A lot of us DMing AD&D back in the 1980s just used the charts in the books to manage buying and selling items, and we didn't worry about the details.

When I switched to running a story-based campaign, the players stopping stripping the dungeon of every single item, and stopping looting normal armor and weapons off of defeated enemies. Still, because of xp, they did loot every purse, every valuable item, and every copper piece.

In retrospect, it would have been easier to skip the xp for gp rule and taken a "zero" off of all the experience point tables.
 

Libramarian

Adventurer
I hope DDN presents multiple, well-developed options for XP system, with a good discussion of the effects of each on the playstyle of the game, rather than just "if you want to give XP for some stuff besides killing monsters, go for it".
 

Libramarian

Adventurer
EDIT: Though I think I detect quite a cynical attitude towards members of the priesthood in Gygaxian D&D. Vance, Clark Ashton-Smith, to a lesser extent Robert E Howard, all present a cynical view of humanity.

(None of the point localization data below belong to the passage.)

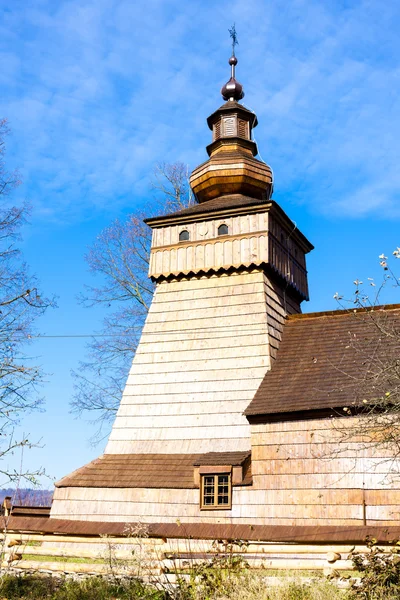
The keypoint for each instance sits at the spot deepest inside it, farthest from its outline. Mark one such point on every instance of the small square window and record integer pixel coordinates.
(215, 491)
(184, 236)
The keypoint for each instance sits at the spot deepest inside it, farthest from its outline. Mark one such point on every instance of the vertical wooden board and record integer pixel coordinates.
(245, 250)
(244, 224)
(166, 266)
(219, 254)
(209, 255)
(199, 256)
(263, 248)
(236, 255)
(253, 225)
(158, 262)
(190, 258)
(254, 249)
(181, 259)
(228, 252)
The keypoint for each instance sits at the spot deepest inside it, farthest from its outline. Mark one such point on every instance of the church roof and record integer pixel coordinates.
(150, 470)
(332, 360)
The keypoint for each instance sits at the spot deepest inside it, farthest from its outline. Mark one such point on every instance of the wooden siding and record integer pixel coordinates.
(205, 347)
(299, 478)
(299, 467)
(253, 239)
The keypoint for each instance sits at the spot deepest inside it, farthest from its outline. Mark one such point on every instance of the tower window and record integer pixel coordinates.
(217, 130)
(229, 126)
(243, 128)
(216, 491)
(184, 236)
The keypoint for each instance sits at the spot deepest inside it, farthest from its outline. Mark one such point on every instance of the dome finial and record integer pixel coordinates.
(233, 90)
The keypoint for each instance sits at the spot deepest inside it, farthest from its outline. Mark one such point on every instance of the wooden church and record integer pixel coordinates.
(235, 405)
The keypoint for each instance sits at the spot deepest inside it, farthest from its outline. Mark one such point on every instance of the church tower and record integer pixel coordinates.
(228, 271)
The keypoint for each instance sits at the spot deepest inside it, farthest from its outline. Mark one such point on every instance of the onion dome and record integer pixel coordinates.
(232, 167)
(232, 90)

It's common in sword and sorcery. So maybe the Apollonian cleric's behaviour is not so inappropriate after all.
This is definitely true and a good point.

I love Vancian D&D. Gygaxian D&D does it very readily, especially if you use lots of monsters capable of speech and encounter reaction rolls.

The Cugel picaresque is a great model for a D&D campaign.

A sorcerer summons a giant demon to carry you to some weird land a thousand miles away; your goal is to make it home and slay him. You go from sandbox to sandbox, in each you have some amount of money you need to raise by roguery in order to pass.
 

Obryn

Hero
And this was the problem with the system that sounded good in theory. The fighter/rogue items weren't wrth nearly as much as the mage's items generally, especially at higher levels when the fighter's advancement rate slowed considerably while the mage's accelerated. Take the slightly better bludgeoning weapon for the next time you face the ever rarer skeletal beasties or take that wand and sell it for half a level? Screw the wizard, he's already dominating the game, I'm getting half a level.
I am not saying the system is perfect at all levels, but (to my surprise) AD&D generally has a far tighter wizard/fighter balance than 3e, IME. Spell disruption is a lot harsher, you get fewer per day, spells take a while to cast, and there are very tight rules for learning new ones. (Also, HP inflation is not nearly so bad, if you actually roll for HPs.) It's just as expensive to be a wizard!

As for the values... Well, you have only a 5% chance of rod/staff/wand, and a 15% chance of a scroll. OTOH, you have a 40% chance of armor or weapon (usually a sword). The remainder are potions, rings, and miscellaneous magic, which vary in their usefulness. So there's somewhere around twice the chance to find something for Fighty McFighterson, and odds are he'll get to sell a lot of those (for much more XP) once he has his own Sword +1!

-O
 


Obryn

Hero
Another point, of course, is that XP for gold and AD&D aren't fully synonymous.
Right? But when I was running it, I found it to be one of the game-defining features. YMMV of course.

I'm not saying that it's a good default rule, or a good rule for all playstyles. OTOH, it's a great option that makes certain types of D&D games really sing.